Physics Dept. Seminar

 

 

November 29, Monday

 

 

Physics-Based Machine Learning of Protein Structure and Function

 

 

Prof. Guillaume Lamoureux

Dept of Chemistry, Rutgers University- Camden

(Biophysics, Host: Dias)

 

Room: ECE 202

**TIME: 11:40am – 12:40pm, door opening at 11:30am

 

Proteins are the main building blocks of living organisms. To understand any biological process in detail, one needs to know the structure, function, and dynamics of all proteins involved. Despite considerable advances in proteomics, structural and functional data are available only for a small fraction of all known proteins — and an even smaller fraction of all *possible* proteins (those that were not observed during evolution but that are accessible through protein engineering).
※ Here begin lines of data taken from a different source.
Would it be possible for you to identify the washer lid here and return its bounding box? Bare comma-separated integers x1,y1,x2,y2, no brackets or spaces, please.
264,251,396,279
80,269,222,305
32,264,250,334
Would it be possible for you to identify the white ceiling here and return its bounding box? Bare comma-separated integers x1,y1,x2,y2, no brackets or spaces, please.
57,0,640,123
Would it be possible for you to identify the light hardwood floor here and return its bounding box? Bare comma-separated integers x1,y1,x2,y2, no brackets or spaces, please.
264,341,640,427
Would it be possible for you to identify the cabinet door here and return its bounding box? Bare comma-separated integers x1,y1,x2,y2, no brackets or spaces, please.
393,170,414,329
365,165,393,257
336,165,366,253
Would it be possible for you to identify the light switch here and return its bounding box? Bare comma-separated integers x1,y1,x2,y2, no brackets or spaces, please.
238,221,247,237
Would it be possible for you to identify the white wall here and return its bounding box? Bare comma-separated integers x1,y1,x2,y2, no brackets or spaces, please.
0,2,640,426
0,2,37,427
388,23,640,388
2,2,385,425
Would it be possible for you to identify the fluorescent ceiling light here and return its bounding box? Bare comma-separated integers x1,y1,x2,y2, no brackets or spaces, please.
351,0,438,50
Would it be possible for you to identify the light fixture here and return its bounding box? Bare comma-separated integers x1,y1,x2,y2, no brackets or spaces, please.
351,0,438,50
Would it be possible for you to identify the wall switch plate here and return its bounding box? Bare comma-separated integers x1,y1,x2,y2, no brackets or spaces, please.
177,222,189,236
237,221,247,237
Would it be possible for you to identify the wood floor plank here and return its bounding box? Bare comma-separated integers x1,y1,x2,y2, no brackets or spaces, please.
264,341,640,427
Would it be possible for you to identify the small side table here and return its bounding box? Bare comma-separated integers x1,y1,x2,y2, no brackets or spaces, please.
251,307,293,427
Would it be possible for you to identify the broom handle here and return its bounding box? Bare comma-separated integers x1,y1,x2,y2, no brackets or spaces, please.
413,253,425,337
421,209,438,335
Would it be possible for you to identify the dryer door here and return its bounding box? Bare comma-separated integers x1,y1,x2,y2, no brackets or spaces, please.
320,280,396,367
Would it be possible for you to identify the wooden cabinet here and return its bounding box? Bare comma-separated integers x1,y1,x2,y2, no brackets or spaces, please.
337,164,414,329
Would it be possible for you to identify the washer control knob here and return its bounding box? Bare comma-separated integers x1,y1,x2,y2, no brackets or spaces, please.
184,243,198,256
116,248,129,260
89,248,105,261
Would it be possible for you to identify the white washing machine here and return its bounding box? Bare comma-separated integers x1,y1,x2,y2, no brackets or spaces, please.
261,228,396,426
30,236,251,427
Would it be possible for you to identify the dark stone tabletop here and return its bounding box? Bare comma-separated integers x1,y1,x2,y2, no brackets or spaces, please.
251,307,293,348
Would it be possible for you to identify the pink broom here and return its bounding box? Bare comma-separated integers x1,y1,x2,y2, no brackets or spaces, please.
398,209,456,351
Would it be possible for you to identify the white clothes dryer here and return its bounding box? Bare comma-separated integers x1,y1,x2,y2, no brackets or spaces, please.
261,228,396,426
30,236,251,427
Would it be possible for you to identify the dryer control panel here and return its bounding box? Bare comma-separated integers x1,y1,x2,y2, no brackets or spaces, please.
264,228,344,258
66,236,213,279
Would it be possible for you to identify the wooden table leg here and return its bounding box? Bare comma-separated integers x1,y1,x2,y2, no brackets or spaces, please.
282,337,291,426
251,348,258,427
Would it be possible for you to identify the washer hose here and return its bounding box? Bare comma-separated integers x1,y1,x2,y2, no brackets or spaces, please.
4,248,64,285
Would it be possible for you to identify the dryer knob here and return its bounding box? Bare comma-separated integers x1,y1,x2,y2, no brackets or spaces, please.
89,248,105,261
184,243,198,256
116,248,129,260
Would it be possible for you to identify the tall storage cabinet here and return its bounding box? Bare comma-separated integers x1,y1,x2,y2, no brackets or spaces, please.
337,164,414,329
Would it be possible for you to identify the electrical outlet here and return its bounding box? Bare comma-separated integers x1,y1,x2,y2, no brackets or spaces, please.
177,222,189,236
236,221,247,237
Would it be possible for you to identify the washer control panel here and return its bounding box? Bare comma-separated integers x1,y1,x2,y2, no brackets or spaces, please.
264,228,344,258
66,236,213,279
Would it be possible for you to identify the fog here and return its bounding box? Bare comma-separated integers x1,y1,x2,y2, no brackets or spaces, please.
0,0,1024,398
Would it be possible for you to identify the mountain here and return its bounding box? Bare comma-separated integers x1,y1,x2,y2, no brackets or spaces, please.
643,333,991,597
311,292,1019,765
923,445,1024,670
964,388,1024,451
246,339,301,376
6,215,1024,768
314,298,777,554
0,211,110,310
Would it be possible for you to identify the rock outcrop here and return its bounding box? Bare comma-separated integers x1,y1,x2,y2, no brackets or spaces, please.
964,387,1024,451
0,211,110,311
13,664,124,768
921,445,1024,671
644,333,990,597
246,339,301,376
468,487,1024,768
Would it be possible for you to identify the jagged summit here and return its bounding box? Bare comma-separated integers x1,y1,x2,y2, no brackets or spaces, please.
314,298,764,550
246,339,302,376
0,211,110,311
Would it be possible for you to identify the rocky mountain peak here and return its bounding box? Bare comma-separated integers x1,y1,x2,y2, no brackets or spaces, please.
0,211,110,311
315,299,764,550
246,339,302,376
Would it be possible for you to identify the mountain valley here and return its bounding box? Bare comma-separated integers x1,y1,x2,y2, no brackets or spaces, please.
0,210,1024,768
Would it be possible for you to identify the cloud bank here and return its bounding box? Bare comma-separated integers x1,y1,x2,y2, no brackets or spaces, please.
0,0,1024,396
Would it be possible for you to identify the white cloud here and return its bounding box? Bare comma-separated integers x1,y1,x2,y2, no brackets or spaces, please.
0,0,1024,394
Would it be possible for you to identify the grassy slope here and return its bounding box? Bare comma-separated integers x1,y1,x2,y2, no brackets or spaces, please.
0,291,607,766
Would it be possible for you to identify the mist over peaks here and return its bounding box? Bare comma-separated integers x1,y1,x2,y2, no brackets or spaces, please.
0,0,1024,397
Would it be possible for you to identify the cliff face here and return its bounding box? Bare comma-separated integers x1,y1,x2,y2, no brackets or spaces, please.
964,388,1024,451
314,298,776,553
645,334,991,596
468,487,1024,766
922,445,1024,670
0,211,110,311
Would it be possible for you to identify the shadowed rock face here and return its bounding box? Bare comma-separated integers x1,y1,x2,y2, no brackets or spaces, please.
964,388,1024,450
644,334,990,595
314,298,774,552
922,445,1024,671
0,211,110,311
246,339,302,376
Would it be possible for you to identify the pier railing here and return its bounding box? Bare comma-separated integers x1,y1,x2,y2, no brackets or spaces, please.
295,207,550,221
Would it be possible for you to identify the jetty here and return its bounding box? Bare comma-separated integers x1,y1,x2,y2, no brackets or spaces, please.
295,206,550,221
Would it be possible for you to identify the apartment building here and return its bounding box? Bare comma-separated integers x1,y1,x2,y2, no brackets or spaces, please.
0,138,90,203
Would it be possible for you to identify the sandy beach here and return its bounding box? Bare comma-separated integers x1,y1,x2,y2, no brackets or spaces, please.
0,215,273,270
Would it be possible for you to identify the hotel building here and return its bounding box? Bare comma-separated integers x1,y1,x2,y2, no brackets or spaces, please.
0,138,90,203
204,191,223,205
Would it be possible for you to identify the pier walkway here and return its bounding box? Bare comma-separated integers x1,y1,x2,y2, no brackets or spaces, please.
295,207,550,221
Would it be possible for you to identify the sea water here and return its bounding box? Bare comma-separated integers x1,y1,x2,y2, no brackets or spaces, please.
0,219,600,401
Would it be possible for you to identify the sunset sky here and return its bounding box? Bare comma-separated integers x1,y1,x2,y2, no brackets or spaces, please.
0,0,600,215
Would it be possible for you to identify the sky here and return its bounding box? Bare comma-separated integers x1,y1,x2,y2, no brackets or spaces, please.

To alleviate this severe data imbalance, computational methods based on sound physical principles are needed.

 

In this talk, I will present an overview of the current state of machine learning of proteins and will discuss our recent contributions to the development of unified “sequence-to-structure-to-function” models based on deep neural networks. Following an end-to-end learning approach, these models aim to predict how proteins assemble and interact with one another by discovering the data representations most useful for the tasks of predicting function from structure. I will also discuss some of the new research avenues opened by deep learning approaches to biomolecular data.